Pure White vs Delft
Pure White is a Sherwin-Williams color while Delft comes from Tikkurila. Hue-wise, Pure White belongs to the beige-greige family and Delft to the blue family. At LRV 84 vs 17, Pure White will read as the brighter of the two — a 67-point gap that matters most in north-facing or low-light rooms. At ΔE 48.2, these are genuinely distinct colors — a strong contrast if used together, or a meaningful choice between two different directions. Below you'll find 1 real-room photo comparison where both colors appear side by side, plus 5 simulated room previews.
Pure White vs Delft in Real Spaces
1 real room side by side. Seeing Pure White and Delft in actual rooms makes the difference concrete; browse the spaces below to get a feel for how each color lives on a wall.
Living Room
Living rooms test a color across a full range of conditions — morning sun, afternoon shade, and evening lamp light all shift how both of these read. Pure White returns significantly more light to the room — in a smaller or darker space, that difference in perceived brightness is hard to miss.
Color Details
Pure White vs Delft Simulated Comparison
5 simulated room previews — drag the slider on each to see Pure White on one side and Delft on the other.
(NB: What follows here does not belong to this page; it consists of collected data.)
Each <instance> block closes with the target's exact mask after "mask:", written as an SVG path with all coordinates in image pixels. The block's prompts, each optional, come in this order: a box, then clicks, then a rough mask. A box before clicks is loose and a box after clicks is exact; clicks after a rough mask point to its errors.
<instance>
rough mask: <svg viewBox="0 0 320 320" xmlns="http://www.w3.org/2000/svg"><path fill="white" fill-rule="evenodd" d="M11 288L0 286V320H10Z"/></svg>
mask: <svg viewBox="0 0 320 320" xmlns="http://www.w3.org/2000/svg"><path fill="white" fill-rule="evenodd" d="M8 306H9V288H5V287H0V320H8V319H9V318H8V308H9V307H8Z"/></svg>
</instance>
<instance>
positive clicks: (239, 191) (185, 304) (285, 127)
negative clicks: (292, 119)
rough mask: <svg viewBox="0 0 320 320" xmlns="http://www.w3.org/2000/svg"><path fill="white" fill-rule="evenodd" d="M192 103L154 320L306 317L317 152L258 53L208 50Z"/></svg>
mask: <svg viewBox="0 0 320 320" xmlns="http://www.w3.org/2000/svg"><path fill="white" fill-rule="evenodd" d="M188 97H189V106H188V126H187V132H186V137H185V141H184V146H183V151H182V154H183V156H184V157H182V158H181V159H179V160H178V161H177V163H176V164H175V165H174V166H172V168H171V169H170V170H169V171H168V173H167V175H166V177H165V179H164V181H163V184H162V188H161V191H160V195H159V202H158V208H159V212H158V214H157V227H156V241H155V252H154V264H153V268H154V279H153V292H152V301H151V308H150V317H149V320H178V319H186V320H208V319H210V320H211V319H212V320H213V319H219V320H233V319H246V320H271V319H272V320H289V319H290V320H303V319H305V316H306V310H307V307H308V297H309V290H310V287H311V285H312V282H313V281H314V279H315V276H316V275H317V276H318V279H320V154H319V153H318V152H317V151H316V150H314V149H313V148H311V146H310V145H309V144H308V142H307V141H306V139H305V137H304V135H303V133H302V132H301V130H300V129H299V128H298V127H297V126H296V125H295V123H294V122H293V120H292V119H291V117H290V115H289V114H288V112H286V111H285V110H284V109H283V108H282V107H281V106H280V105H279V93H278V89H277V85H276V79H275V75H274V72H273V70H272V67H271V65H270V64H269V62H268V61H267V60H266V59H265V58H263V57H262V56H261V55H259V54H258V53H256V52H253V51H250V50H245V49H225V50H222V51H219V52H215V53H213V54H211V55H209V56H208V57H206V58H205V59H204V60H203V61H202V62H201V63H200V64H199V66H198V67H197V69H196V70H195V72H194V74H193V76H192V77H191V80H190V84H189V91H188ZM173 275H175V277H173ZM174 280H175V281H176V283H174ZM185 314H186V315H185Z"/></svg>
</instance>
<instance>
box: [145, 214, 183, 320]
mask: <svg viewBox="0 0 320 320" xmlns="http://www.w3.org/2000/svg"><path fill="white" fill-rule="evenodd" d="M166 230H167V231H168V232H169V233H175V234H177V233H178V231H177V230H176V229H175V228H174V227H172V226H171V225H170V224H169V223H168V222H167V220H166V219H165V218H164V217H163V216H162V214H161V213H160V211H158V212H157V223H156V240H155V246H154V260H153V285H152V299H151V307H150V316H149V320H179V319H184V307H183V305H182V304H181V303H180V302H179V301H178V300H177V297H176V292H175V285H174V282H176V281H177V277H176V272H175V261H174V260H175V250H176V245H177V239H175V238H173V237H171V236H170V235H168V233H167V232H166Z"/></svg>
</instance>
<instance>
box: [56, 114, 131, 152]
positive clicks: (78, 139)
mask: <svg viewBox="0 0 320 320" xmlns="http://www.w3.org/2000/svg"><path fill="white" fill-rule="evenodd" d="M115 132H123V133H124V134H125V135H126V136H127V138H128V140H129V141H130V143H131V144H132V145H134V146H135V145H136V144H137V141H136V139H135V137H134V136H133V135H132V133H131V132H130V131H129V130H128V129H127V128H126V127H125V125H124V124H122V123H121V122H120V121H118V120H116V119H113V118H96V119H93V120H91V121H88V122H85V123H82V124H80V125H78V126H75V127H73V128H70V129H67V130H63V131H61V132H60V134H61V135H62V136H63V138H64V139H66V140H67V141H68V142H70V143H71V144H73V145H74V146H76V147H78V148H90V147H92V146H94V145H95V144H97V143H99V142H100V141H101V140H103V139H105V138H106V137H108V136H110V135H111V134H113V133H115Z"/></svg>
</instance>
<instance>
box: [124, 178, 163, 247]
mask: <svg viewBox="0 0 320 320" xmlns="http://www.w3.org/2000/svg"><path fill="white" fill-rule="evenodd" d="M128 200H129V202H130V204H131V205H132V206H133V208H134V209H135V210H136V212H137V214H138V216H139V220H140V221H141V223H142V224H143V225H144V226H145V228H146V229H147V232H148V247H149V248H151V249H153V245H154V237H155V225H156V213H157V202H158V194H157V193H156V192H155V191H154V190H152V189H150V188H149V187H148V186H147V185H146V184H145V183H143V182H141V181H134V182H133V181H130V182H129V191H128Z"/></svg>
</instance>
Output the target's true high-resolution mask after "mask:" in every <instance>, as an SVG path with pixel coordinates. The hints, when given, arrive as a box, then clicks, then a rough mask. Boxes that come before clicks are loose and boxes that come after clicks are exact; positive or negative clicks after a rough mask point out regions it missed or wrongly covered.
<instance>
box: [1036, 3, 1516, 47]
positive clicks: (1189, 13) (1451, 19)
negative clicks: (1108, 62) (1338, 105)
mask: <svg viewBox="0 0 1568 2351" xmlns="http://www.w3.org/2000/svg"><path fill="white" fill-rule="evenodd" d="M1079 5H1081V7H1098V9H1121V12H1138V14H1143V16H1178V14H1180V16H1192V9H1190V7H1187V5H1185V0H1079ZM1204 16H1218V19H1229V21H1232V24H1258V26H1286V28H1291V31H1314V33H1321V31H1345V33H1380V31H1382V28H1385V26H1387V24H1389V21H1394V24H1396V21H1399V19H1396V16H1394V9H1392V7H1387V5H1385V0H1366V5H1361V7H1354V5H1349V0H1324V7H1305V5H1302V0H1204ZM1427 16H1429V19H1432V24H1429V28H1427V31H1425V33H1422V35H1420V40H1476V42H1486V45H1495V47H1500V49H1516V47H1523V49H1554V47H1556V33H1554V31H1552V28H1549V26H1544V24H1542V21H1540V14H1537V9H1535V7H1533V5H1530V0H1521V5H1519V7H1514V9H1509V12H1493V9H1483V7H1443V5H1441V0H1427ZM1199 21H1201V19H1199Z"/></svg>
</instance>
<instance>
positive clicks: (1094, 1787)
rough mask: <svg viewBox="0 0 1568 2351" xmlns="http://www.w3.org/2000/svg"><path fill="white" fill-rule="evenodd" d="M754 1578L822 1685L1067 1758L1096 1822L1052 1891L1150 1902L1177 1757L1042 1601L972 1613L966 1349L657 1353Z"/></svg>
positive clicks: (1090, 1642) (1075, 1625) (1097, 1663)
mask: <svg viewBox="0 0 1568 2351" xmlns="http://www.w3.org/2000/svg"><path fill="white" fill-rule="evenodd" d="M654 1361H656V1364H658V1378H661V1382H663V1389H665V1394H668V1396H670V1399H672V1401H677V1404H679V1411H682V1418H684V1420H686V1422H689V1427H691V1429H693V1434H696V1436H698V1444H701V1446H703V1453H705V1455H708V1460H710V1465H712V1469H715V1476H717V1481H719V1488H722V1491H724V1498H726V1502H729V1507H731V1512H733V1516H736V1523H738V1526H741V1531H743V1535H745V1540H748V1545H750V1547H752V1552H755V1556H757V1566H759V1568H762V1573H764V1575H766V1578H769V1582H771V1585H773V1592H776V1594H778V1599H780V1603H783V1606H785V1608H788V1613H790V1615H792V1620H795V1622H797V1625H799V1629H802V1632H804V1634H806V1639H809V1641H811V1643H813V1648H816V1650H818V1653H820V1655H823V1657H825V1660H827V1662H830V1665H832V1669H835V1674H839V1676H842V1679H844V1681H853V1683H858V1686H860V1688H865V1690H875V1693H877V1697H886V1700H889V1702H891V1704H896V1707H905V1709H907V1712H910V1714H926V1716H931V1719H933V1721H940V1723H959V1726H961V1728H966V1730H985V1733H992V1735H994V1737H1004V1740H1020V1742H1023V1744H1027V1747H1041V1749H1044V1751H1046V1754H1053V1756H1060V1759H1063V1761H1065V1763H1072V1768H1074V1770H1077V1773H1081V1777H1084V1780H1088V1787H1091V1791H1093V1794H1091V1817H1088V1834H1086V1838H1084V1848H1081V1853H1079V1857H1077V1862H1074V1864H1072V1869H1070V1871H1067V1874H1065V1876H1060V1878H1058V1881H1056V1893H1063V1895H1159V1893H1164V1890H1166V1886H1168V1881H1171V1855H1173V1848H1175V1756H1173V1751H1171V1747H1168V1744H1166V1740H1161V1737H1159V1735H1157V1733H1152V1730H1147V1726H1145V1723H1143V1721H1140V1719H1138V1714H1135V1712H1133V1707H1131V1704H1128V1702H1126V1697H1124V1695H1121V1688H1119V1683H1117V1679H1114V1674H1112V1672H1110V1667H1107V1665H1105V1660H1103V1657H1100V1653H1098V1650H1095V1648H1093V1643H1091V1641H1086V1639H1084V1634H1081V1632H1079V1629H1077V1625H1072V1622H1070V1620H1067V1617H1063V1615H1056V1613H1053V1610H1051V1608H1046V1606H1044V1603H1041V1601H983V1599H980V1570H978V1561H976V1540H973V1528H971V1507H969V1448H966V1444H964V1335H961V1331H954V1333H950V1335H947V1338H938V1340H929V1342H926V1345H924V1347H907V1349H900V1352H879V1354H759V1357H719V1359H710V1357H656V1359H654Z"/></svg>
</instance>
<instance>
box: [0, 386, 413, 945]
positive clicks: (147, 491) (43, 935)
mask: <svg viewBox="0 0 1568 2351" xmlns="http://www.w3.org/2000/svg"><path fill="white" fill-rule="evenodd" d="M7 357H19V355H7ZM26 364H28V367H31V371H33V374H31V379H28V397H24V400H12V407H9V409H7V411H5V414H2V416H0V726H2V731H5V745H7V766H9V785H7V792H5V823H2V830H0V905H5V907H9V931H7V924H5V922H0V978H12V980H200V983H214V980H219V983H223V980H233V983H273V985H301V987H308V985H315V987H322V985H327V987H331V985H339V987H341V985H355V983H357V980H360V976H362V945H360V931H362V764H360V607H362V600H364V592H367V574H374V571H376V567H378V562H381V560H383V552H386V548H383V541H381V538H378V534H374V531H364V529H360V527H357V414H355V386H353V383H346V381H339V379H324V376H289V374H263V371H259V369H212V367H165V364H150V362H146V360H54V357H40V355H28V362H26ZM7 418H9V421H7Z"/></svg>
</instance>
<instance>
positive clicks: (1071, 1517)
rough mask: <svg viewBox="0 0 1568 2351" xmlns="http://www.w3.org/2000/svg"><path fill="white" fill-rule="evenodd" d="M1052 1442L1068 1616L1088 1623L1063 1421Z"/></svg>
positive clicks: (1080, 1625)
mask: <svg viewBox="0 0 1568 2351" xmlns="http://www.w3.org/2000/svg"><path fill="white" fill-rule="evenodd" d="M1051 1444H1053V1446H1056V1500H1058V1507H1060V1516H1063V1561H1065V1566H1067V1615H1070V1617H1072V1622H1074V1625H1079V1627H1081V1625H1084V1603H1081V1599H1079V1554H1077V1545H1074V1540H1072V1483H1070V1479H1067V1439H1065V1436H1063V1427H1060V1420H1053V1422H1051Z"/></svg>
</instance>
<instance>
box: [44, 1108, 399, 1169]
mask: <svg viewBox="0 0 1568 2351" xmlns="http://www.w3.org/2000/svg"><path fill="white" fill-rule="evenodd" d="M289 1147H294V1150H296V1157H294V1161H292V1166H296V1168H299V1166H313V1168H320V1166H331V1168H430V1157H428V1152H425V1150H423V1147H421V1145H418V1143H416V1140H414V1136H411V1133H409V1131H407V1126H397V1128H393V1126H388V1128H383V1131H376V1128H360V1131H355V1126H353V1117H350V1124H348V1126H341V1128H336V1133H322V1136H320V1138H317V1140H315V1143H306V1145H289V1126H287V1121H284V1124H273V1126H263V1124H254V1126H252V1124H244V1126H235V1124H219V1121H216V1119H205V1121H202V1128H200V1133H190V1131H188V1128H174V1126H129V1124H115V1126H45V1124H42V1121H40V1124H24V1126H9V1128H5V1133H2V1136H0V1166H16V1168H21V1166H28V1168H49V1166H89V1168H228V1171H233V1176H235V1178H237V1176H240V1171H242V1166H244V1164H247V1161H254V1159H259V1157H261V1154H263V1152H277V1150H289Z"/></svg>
Digital color is approximate. These simulations are generated from the manufacturer's hex values and overlaid on grayscale room photos — your screen's calibration, brightness, and viewing angle all affect how they render. Before committing to either color, test physical samples in your own space under the light you actually live with.
More Pure White comparisons
See how Pure White stacks up against other well-photographed colors across different brands and tones.